ロン・ハワード監督とトム・ハンクスがタッグを組んだ「ダ・ヴィンチ・コード」シリーズの第3作「インフェルノ」のワールドプレミアが10月8日(現地時間)、伊フィレンツェのオペラハウス「オペラ・ディ・フィレンツェ」で開催された。プレミアでは、ハワード監督とハンクス、フェリシティ・ジョーンズ、オマール・シー、イルファン・カーンに加え、原作者ダン・ブラウンがファンの声援に応えた。さらに、“敵役”を演じたベン・フォスターも途中参加して会場を盛り上げた。

 本作は、詩人ダンテの叙事詩「神曲」地獄篇(インフェルノ)がモチーフになっており、ある事件に巻き込まれて記憶を失った大学教授ラングドン(ハンクス)が、増えすぎた人類の半数をウイルスによって死滅させ、種の存続を図ろうとする億万長者ゾブリスト(フォスター)の計画を阻止しようとするさまを描く。10月6日(現地時間)には、映画にも登場するベッキオ宮殿内・五百人広間で会見が行われたばかりだが、この日も総勢約250人の報道陣と300人以上のファンがレッドカーペットに詰めかけ、シリーズの人気の高さをうかがわせた。会場では、映画のキーアイテムであるダンテのデスマスクを巨大化したものが展示されたほか、サンドロ・ボッティチェッリによる絵画「地獄の見取り図」がプロジェクションマッピングで壁面に映し出され、「インフェルノ」一色に染まった。

 主人公ラングドンを演じたハンクスは「これまで誰も解くことができなかったミステリーが、この中にはある。それがこの映画の中で1番の大きな秘密だと思うよ」と自信をのぞかせた。また、主演作「ハドソン川の奇跡」で9月に来日した際、自身のTwitterでそば屋の客と酒をくみ交わす写真を投稿して話題を集めたが「(一緒に写真を撮った)3人はビジネスマンとタクシー運転手なんだ。彼らは40年にわたる知り合いで、毎週金曜日にちょっとした酒とそばを楽しんでいるんだと思う。素晴らしいよね。あの店の名前をもし覚えていたら、また訪れたい」と再来日に意欲を見せた。

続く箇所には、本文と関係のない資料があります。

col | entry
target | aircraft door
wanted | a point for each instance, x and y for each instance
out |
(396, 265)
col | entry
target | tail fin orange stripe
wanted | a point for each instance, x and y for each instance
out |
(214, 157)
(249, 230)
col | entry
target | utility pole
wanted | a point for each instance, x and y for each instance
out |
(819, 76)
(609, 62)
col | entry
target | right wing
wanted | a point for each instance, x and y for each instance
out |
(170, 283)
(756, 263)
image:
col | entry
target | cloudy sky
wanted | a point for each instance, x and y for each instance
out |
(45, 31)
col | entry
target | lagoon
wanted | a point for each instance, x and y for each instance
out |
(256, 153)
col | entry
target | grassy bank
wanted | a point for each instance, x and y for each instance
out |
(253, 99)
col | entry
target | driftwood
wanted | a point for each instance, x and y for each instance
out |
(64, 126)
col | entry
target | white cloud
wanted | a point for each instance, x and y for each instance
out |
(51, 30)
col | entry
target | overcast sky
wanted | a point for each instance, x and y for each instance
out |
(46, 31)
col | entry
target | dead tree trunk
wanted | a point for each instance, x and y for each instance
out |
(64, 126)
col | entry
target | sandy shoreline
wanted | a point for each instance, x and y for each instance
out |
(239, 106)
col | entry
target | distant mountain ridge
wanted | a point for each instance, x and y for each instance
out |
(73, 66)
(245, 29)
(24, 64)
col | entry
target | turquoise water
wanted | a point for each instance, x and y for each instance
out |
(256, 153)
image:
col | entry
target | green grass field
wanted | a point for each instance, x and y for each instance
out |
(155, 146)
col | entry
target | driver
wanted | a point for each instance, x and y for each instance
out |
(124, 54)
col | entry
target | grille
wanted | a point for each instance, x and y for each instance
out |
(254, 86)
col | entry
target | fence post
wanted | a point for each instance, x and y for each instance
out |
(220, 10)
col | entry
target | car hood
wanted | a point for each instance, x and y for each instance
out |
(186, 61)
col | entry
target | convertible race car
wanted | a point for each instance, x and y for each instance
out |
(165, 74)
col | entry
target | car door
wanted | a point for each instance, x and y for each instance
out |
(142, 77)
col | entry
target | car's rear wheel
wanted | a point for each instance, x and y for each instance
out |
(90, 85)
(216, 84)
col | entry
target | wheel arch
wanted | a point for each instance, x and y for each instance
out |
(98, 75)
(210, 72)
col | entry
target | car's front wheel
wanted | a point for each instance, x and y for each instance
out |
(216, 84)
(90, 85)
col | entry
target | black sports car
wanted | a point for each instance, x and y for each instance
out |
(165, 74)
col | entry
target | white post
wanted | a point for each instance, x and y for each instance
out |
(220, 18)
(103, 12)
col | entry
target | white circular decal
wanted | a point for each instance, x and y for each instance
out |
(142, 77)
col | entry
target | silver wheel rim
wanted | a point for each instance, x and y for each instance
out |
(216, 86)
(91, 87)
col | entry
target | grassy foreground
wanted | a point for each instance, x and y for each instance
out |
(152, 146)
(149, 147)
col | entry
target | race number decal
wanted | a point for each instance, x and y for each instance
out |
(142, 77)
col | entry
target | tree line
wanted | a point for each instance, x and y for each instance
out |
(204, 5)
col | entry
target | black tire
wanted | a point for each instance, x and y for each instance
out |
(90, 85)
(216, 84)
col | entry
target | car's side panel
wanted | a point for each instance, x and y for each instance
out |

 本作でラングドンの相棒となる女医シエナを演じたジョーンズは、日本への留学経験があると語り「ファッションについてもとても参考になったし、細かな部分への配慮がすごい。そのときのことを思い出すと、食事の盛り付け方や文化の歴史、あらゆる細かな側面ですら、素晴らしくて大好きよ」と日本愛を語る。作品については「現実の問題とも直結しているのよ。重要なテーマがたくさん出てくるのと同時に、エンタテインメントでもある」とゾブリストが投げかける“人類が生き延びるためにどうすべきか”という難題について言及した。

 シリーズ最新作「Origin(原題)」を2017年9月26日に(北米で)刊行すると発表したばかりのブラウンは、映画のシリーズ化に関して「もちろん続いていくよ。僕に決定権があるわけではないけれど、製作されるのは楽しい」と大乗り気。今後、原作で日本を舞台にする可能性は「もちろん検討するよ! 私は京都の大ファンだし、何度か訪れて本当に好きになったんだ」と語った。

 「インフェルノ」は、10月28日から日米同時公開。